As passkeys already offer a more secure experience, users leveraging passkeys can choose to skip secondary verification challenges, such as CAPTCHA. Users authenticating with passwords or other traditional methods must continue to complete secondary verification when prompted.
Passkey Challenge
This setting determines how users can trigger passkey authentication during login and signup.
| Passkey authentication UI | Description |
|---|---|
| Autofill | Users must log in with their browser’s autofill feature to leverage passkeys. Autofill allows users to select a saved account from a dropdown menu when engaging with the login prompt. With autofill, users do not need to manually enter their credentials. |
| Passkey button | Users must select the Continue with a passkey button on the login prompt. |
| Both | Users can trigger passkey authentication using autofill or by selecting the Continue with a passkey button on the login prompt. |
Users can only use autofill if the functionality has been enabled in their browser settings.
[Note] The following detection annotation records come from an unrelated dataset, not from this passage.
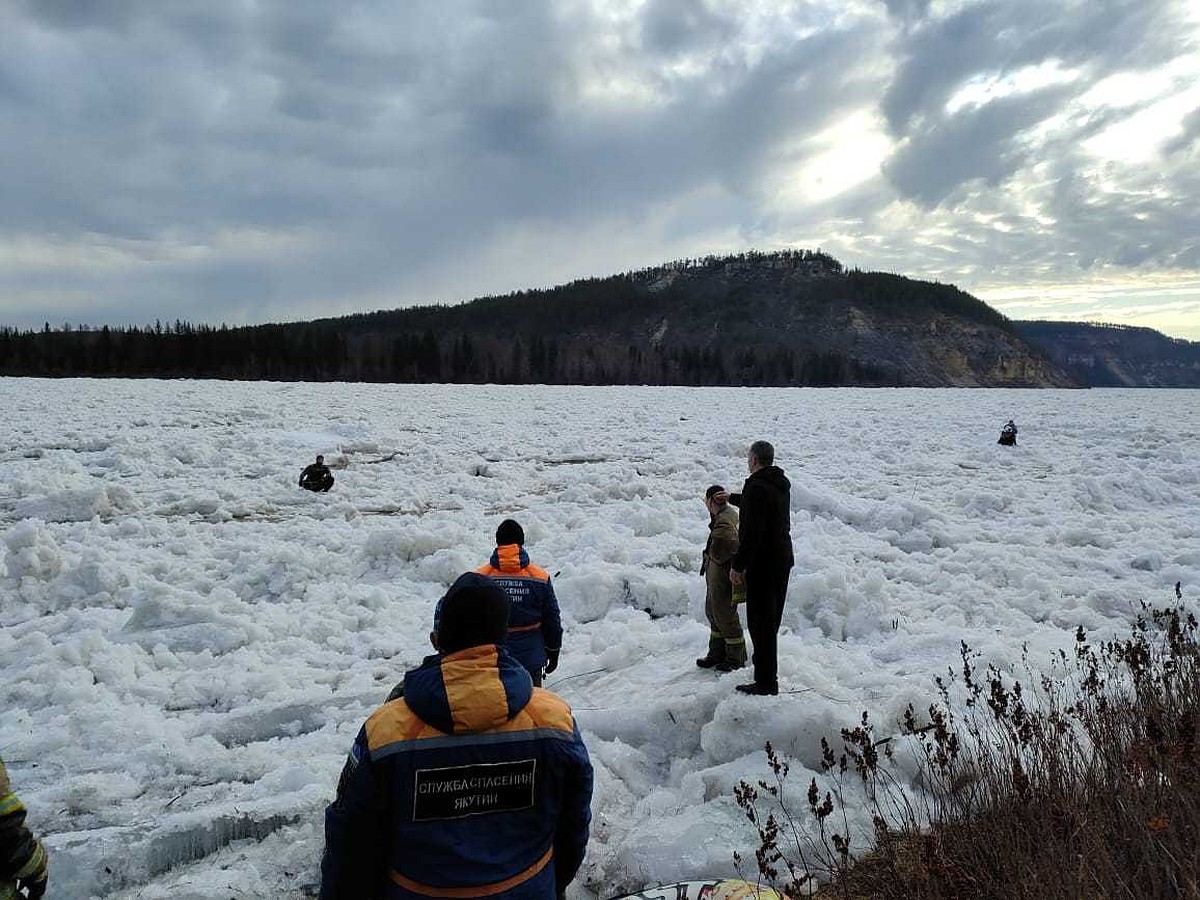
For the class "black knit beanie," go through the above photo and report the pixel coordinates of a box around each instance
[433,572,509,653]
[496,518,524,547]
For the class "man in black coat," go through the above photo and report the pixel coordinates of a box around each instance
[730,440,796,695]
[300,455,334,492]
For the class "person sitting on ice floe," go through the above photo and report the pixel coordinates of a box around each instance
[475,518,563,688]
[320,572,593,900]
[0,760,47,900]
[996,419,1016,446]
[300,454,334,491]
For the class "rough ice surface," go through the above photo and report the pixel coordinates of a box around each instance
[0,379,1200,900]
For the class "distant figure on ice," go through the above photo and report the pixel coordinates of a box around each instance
[320,572,593,900]
[0,760,47,900]
[475,518,563,688]
[300,454,334,492]
[996,419,1016,446]
[696,485,746,672]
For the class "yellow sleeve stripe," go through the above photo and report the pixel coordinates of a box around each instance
[0,793,25,816]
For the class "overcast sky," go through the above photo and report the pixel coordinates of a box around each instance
[0,0,1200,340]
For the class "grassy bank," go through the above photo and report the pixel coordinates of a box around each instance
[737,587,1200,900]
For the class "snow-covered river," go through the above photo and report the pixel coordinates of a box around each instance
[0,379,1200,900]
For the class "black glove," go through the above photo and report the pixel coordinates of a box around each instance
[17,872,47,900]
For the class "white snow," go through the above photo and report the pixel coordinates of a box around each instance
[0,379,1200,900]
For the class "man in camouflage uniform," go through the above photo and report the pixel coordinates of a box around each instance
[696,485,746,672]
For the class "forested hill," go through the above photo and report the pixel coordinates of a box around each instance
[0,251,1080,386]
[1013,322,1200,388]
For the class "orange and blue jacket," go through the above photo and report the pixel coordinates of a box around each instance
[475,544,563,678]
[320,644,592,900]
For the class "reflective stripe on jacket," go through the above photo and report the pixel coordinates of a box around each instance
[0,760,47,899]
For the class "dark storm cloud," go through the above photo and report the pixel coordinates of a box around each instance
[0,0,1200,338]
[884,90,1080,206]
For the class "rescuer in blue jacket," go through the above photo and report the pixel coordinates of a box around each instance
[475,518,563,688]
[320,572,592,900]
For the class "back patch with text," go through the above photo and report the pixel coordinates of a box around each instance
[413,760,538,822]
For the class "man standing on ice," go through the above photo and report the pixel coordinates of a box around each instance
[475,518,563,688]
[714,440,796,695]
[320,572,592,900]
[696,485,746,672]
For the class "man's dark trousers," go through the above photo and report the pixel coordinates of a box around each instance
[745,566,792,691]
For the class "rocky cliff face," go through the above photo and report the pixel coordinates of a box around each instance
[597,256,1081,388]
[1014,322,1200,388]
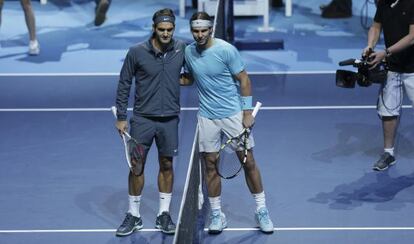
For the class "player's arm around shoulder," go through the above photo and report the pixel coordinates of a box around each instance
[180,72,194,86]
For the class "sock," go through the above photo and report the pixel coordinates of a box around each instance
[208,196,221,212]
[252,191,266,211]
[158,192,172,216]
[384,147,394,156]
[128,195,141,218]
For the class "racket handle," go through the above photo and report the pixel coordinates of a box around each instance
[111,106,117,119]
[252,102,262,117]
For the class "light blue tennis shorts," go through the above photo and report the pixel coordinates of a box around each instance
[198,111,254,152]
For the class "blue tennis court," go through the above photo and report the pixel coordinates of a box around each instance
[0,72,414,244]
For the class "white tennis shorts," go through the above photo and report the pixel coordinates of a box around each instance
[198,112,254,152]
[377,71,414,116]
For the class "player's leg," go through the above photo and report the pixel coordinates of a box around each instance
[94,0,111,26]
[198,116,227,234]
[20,0,40,55]
[116,116,155,236]
[239,149,273,233]
[373,72,403,171]
[221,112,273,233]
[155,116,179,234]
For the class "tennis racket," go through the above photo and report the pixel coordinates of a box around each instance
[215,102,262,179]
[111,106,145,176]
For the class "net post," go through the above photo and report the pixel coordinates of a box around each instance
[259,0,275,32]
[173,124,204,244]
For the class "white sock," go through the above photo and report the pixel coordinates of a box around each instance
[158,192,172,216]
[384,147,394,156]
[208,196,221,212]
[252,191,266,211]
[128,195,141,218]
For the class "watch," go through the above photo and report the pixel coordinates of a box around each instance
[385,48,392,57]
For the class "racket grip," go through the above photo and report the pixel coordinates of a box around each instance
[111,106,117,119]
[252,102,262,117]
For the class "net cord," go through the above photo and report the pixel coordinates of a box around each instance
[173,125,203,244]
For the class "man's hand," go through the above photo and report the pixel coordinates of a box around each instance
[115,120,128,135]
[243,110,254,128]
[368,51,387,69]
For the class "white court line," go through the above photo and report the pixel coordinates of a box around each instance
[0,105,412,112]
[0,227,414,234]
[0,70,336,77]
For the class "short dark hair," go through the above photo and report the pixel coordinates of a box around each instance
[152,8,175,26]
[190,12,212,26]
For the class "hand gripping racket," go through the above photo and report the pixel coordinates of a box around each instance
[215,102,262,179]
[111,106,145,176]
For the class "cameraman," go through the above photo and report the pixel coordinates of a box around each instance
[363,0,414,171]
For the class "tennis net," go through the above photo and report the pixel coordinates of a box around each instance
[173,127,204,244]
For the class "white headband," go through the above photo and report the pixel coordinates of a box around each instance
[191,19,213,28]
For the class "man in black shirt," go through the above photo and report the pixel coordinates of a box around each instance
[363,0,414,171]
[116,9,185,236]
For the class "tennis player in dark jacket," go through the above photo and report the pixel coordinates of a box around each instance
[112,9,185,236]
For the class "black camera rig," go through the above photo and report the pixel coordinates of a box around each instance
[335,52,388,88]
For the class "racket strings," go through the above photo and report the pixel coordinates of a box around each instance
[216,130,249,179]
[127,137,145,176]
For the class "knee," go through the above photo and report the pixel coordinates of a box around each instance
[20,0,32,12]
[160,158,173,172]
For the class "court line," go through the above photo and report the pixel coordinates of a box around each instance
[0,70,336,77]
[0,105,412,112]
[0,226,414,234]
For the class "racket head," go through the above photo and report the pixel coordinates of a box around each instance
[127,138,146,176]
[215,130,248,179]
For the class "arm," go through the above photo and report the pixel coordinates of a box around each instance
[362,21,382,56]
[180,73,194,86]
[235,70,254,128]
[115,50,134,133]
[369,25,414,67]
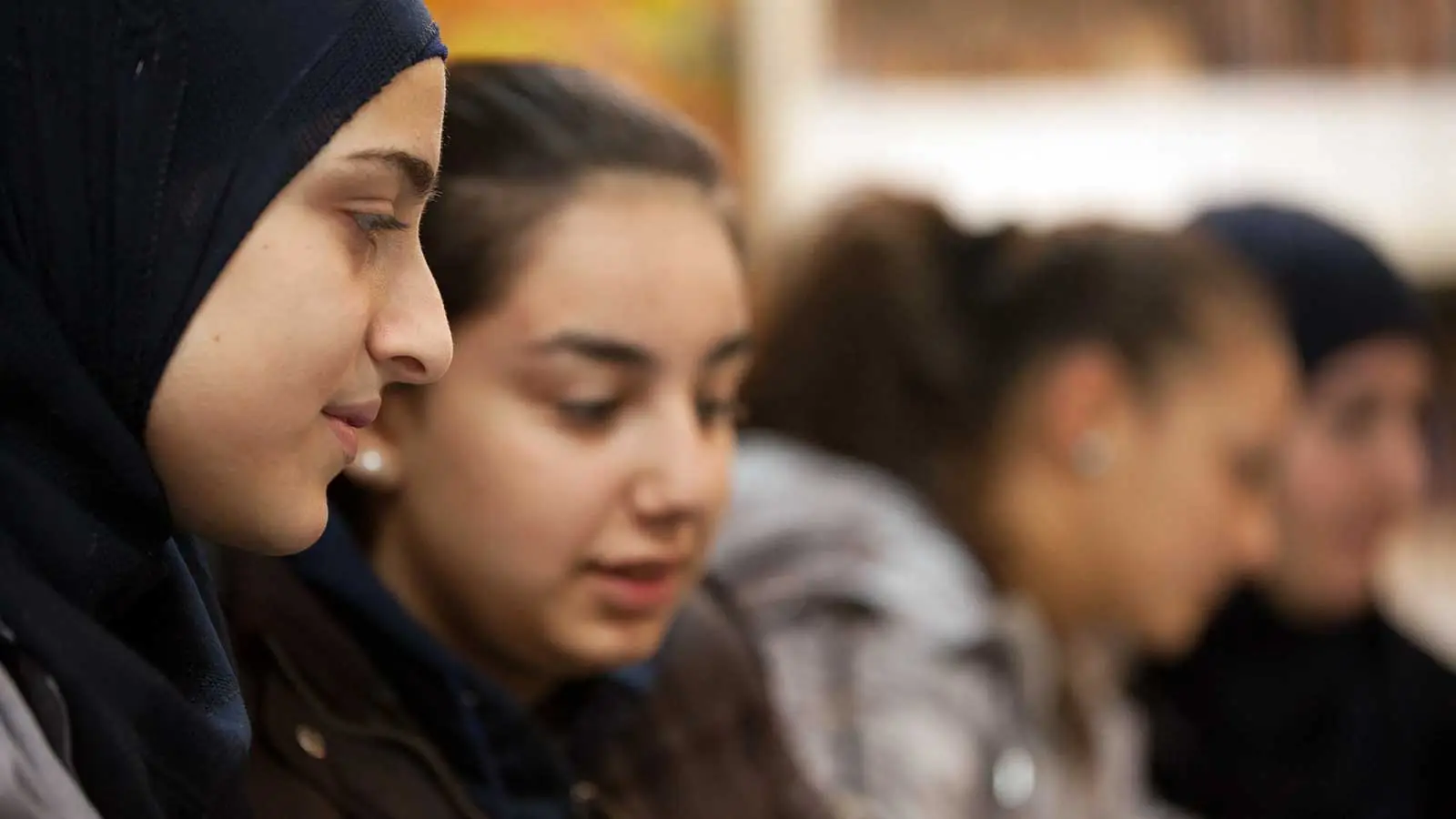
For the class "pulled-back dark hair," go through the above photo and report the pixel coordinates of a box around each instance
[744,194,1279,521]
[420,61,737,322]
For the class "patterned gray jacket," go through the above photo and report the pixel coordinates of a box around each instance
[716,434,1169,819]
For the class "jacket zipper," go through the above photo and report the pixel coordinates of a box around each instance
[264,637,500,819]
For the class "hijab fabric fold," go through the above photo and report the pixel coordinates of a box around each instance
[0,0,444,819]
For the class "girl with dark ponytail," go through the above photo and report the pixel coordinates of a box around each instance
[719,187,1293,819]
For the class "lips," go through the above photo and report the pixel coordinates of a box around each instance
[323,398,380,463]
[587,558,686,616]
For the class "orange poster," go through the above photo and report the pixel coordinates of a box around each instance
[425,0,738,167]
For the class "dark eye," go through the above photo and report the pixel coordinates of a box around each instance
[697,398,744,427]
[556,398,622,429]
[349,213,410,240]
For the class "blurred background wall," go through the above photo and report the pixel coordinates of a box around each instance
[427,0,1456,654]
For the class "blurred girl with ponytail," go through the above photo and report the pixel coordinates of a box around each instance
[719,189,1293,819]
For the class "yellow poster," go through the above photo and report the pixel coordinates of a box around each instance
[425,0,738,162]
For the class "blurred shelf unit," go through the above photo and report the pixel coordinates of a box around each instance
[832,0,1456,77]
[740,0,1456,284]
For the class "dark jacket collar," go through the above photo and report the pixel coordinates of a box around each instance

If autofill is not available, users can log in using the Passkey button or their traditional credentials.
Progressive Enrollment
Enabled by default, progressive enrollment prompts users to create a passkey (if they have not done so already) after logging in with their email and password. This step is not required and users can choose to delay this action every 30 days.
Progressive enrollment is useful when migrating users to a new passkey flow as it offers a more seamless transition between authentication methods.
When a user creates their passkey, it is added to their account as an authentication method. Their standard email or username and password remain valid and can be used to log in as needed. Passkeys do not replace or invalidate users’ standard credentials.
Local Enrollment
Enabled by default, local enrollment prompts existing users to create a local passkey when using a cross-device passkey to log in to a new device.
For example, existing passkey users can use a QR code to log in to a new device that is within physical proximity of a previously-enrolled device. If local enrollment is enabled in this scenario, the user is prompted to create a local passkey on the new device after they log in with the QR code. If desired, users can choose to skip this action.